The U.S. blocked Huawei from access to American equipment through tight sanctions under the Trump administration, and the Biden administration has continued to squeeze. These sanctions prevent Huawei from purchasing processors from Intel. The company had a license to sell to Huawei between September 2020 and May 2021, but now it's blocked from doing business with the company.
Since they were put in place, the sanctions have dealt multiple blows to Huawei. Its phones were almost entirely wiped out of the U.S. and it was rumored that multiple deals with major American telecoms companies fell through, according to CNET. Amid the implementation of these new rules, Huawei CFO Wanzhou Meng was detained in Canada facing extradition to the U.S.
Meng was accused of violating the U.S. ban on doing business with Iran and charged with conspiracy to defraud banks. She was arrested in 2018 and remained in Canada until September of this year, when the Eastern District of New York agreed to defer her charges to 2022 and eventually drop them as long as Meng admitted to the basic facts of the charges. The agreement also stipulated that neither she nor her lawyers are allowed to publicly dispute her admission. Meng has since gone back to China and recently returned to work following a three-week quarantine. Though Meng made a deal, it does not apply to the company as a whole and the U.S. Justice Department said it plans to take Huawei to trial.

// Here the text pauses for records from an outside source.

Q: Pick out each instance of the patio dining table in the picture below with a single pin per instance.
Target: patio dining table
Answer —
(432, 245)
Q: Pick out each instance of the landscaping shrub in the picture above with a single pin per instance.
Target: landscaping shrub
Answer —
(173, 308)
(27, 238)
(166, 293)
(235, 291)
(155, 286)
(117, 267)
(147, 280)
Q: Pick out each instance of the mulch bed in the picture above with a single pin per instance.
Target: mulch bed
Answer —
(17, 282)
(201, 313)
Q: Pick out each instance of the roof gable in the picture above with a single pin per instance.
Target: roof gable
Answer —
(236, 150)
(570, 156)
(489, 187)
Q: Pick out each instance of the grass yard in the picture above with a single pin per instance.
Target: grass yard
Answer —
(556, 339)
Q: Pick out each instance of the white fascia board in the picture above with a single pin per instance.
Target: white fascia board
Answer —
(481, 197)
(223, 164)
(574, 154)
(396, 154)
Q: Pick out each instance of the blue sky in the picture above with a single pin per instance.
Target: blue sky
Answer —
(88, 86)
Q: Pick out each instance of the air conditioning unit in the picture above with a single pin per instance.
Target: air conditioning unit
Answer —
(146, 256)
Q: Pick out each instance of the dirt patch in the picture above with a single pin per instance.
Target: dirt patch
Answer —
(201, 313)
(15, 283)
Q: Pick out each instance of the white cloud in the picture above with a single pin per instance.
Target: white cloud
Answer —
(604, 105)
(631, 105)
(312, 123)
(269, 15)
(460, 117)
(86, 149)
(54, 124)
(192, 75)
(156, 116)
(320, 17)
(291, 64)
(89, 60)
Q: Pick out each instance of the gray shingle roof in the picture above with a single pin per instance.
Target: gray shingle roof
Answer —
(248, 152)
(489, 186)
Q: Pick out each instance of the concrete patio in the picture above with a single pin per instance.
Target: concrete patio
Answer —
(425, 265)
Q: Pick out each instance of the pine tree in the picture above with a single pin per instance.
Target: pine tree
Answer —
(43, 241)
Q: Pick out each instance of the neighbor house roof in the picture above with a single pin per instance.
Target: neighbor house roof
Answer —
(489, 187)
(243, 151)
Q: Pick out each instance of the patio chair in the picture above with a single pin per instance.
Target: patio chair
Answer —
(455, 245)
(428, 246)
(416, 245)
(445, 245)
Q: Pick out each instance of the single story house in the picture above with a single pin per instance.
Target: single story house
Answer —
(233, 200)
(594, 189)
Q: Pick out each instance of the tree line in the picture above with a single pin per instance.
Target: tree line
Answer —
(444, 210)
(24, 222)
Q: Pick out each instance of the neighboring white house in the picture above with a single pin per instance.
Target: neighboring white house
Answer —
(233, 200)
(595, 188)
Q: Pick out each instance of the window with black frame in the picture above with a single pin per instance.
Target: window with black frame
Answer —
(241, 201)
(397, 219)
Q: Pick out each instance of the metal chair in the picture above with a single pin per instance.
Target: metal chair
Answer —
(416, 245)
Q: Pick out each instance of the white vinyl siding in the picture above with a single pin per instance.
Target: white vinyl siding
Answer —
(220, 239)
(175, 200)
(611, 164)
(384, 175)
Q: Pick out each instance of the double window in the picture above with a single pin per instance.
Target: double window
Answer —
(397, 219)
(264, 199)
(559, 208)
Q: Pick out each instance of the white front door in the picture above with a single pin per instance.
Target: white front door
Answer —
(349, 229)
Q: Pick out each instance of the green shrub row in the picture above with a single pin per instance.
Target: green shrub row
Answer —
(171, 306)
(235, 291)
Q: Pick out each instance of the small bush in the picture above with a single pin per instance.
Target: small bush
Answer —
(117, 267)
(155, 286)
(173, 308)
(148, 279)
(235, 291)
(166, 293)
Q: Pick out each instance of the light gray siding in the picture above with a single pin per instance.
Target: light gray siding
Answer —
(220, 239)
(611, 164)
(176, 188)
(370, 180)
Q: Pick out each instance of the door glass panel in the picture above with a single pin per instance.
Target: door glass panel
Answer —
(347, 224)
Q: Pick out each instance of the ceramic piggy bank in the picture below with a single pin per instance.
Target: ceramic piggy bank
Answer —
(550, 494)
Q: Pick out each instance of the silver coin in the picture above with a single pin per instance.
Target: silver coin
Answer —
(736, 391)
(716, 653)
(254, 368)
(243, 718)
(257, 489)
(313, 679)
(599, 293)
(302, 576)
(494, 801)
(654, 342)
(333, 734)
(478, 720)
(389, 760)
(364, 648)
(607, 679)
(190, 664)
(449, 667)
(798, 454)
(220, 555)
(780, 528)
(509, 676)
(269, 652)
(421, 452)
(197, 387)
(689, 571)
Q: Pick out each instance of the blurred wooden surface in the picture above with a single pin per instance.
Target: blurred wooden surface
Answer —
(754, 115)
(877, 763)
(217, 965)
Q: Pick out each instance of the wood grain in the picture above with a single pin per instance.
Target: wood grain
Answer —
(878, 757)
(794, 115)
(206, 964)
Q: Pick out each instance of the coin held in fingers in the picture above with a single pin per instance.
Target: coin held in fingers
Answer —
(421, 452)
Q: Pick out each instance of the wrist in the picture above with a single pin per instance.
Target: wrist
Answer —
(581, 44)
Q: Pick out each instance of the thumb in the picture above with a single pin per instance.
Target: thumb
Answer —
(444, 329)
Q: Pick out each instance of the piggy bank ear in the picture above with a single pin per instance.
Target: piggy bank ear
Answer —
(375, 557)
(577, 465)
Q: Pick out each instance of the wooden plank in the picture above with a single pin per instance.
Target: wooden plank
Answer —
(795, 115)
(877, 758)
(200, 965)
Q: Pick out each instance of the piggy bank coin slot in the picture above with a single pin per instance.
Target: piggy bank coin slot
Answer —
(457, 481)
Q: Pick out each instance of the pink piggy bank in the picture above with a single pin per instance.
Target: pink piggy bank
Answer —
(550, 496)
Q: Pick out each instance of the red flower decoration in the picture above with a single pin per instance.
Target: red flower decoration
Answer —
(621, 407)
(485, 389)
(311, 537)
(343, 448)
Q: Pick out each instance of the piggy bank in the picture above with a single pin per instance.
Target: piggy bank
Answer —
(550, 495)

This followed the spin-off and sale of Huawei's smartphone brand Honor in November 2020 to a consortium led by IT company Digital China and the government of Shenzhen, where Huawei is headquartered. The move freed up Honor, which was operating mostly independently already, from the sanctions against Huawei, according to CNBC.Huawei lost its spot as the world's top smartphone maker to Apple Inc. (Nasdaq: AAPL) in 2020, falling from first to fifth place, according to a report from technology research and consulting company Gartner Inc. In 2020, Huawei's phone sales declined by around 41% year-over-year in the fourth quarter and it reported declining revenue everywhere except China.